Preaching, Taylor urges, is a matter of life and death. All else in Taylor’s preaching and pastoral vocation flowed from his deep devotion to the life, death, resurrection, ascension, and second coming of the Lord of the universe. He took his work seriously because he did it under the light of eternity in reverent love of the One to whom he was graciously bound. His feet always swiftly carried the Gospel of Christ and His kingdom, glorifying Christ and not himself or his denomination or his race or his nation. As one preacher noted, to take Christ out of Taylor’s preaching would kill it. Christ alone had the preeminence. Hallelujah!

How befitting that Taylor would slip from his mortal coil on Resurrection Sunday 2015, that high and holy day when the saints celebrate Christ’s victory over death, hell, and the grave.

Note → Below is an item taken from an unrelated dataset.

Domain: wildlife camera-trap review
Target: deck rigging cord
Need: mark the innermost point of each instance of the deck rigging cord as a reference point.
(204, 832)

I have come to the sobering truth that though the Rev. Dr. Martin Luther King, Jr., is rightly the most celebrated “authentic spiritual genius” produced on American soil (Taylor’s words of his friend), it is Dr. Taylor who may be our greatest Gospel herald. With poetic and prophetic imagination he always pointed us back to the Jesus of the Gospels. The historical Jesus of Nazareth whose incarnation, miracles, parables, and neighbor-love as recalled on the pages of the New Testament is the Christ of faith who came alive in Taylor’s faithful exposition of Scripture. This Jesus, Mary’s baby and God’s only begotten Son, saves sinners and calls out the falsehood of religious and political structures vying for God’s throne. Taylor surely said with Paul, “Him we proclaim.” (Col. 1:28) Nothing else mattered without its revolution around the eternal Word, the Light of the world. Dr. Taylor’s passion for prophetic justice, academic training, and the meeting of human needs found definition and purpose in his deep love of the Christ who first loved him.

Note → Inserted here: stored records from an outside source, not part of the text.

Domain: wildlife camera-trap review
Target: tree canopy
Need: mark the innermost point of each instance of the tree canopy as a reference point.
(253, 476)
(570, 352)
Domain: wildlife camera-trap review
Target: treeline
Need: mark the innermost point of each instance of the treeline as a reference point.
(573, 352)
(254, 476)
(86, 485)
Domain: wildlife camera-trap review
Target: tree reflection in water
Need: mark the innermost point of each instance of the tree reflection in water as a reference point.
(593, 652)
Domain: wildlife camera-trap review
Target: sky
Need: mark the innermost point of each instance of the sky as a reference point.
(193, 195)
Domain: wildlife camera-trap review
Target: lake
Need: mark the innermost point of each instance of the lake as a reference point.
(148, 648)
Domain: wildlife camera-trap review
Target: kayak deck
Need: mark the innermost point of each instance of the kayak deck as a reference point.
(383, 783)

Dean Taylor was almost a centenarian when he died at the age of 96. Though I never met him, I imagine that he was wealthy in wise interpretations of the times and seasons in which he was blessed to live, struggle, and triumph. But I get the sense that he interpreted his history, and the history of the world in which he sojourned, through the prism of the Gospel. With eyes illumined by the Holy Spirit he saw the Triune God at work and was driven to commit his all to a kingdom that is not of this world. He died the way he lived: enraptured in the just love of Jesus. There is something attractive about this humble, Christ-shaped vision for life and ministry, one that is needed, I believe, so much more in our times when extremes on the Left and the Right dismiss the full portrait of the biblical Jesus. Much of our preaching today majors on minors and no longer anchors its hopes in the Lord Christ.

But the One who knew Gardner by name, called him to Himself, radiates still in the Church among her fallible proclaimers. The Gospel that came alive on Gardner’s golden tongue is that same timeless Word of hope for times like these. And it is this Gospel, the whole counsel of God mediated through biblical revelation, that still offers the world the best way out of isolation, depression, injustice, and purposelessness.

The Gospel is still the power of God unto salvation to those who believe.